Bayangkan jika kita terus hidup dalam lingkaran seperti ini. Batas antara hiburan, harga diri, dan privasi menjadi semakin kabur. TikTok dan media sosial lainnya memberikan panggung, tetapi apakah apa yang terjadi di atas panggung tersebut benar-benar layak diapresiasi?

Ini saatnya kita merenungkan bagaimana media sosial memengaruhi cara kita memandang diri sendiri dan orang lain. Sebuah riset dari Pew Research Center menunjukkan bahwa generasi muda saat ini sering merasa lebih stres dan tertekan karena terus-menerus berusaha mengikuti tren. Banyak dari mereka tidak menyadari bahwa mereka terjebak dalam siklus toksik dari konten yang hanya membuat mereka merasa tidak cukup baik.

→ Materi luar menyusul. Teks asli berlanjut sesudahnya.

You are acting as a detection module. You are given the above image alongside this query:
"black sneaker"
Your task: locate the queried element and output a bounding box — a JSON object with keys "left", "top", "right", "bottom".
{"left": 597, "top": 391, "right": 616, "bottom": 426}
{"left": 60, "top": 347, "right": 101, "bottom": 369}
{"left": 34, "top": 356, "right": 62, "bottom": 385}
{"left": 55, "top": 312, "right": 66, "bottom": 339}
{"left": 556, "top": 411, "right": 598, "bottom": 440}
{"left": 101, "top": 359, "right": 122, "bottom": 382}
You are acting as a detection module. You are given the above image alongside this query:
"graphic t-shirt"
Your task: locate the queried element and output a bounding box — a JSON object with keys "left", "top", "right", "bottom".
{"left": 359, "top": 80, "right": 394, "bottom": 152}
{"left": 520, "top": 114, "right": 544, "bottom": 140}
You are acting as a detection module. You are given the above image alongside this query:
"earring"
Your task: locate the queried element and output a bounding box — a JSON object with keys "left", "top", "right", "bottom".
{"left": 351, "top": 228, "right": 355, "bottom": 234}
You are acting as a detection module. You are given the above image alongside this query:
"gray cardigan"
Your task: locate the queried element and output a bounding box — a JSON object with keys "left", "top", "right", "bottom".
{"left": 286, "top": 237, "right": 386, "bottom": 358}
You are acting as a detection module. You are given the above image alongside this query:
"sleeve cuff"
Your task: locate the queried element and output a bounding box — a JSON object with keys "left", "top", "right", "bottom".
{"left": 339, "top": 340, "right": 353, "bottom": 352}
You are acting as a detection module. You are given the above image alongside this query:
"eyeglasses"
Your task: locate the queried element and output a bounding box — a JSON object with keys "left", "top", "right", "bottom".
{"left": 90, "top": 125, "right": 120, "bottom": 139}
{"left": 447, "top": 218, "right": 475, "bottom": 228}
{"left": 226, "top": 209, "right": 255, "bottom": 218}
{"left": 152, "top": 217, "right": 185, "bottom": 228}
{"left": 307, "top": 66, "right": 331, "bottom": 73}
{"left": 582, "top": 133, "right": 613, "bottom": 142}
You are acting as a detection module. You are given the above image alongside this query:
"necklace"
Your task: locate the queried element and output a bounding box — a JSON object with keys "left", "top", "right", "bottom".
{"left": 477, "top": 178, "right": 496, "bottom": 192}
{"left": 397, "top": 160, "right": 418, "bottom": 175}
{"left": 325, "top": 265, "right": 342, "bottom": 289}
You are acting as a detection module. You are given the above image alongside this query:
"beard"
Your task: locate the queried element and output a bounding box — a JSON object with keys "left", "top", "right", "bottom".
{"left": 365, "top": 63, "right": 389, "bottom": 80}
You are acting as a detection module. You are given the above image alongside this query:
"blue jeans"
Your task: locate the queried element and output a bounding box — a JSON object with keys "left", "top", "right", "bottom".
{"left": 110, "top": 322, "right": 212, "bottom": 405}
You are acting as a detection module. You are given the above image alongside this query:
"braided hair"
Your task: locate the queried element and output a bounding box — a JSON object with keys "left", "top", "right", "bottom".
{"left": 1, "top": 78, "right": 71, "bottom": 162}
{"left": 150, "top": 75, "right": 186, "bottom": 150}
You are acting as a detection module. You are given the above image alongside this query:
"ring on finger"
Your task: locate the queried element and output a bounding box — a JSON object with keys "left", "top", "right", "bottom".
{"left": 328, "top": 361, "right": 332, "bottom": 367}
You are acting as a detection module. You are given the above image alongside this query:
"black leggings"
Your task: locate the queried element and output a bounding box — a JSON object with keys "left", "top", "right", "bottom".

3. Ekonomi Perhatian dan Algoritma TikTok

Algoritma TikTok merupakan salah satu mesin tercanggih saat ini. Algoritma ini memahami dengan tepat apa yang membuat kita betah sehingga kita akhirnya terbawa arus untuk terus menggulir layar (scrolling).

Algoritma ini secara tidak langsung "meretas" otak kita, menciptakan ketergantungan pada konten yang disesuaikan dengan minat kita—tidak peduli apakah konten tersebut menghibur, aneh, atau bahkan tidak masuk akal.

Masalahnya, ketika algoritma terus-menerus menyajikan konten sensasional atau absurd, otak kita mulai terbiasa melihat hal-hal ekstrem sebagai hiburan. Akibatnya, konten-konten yang lebih biasa menjadi terasa kurang menarik. Kita seakan-akan dilatih untuk lebih menyukai hal-hal yang konyol dan ekstrem, meskipun sebenarnya tidak bermanfaat.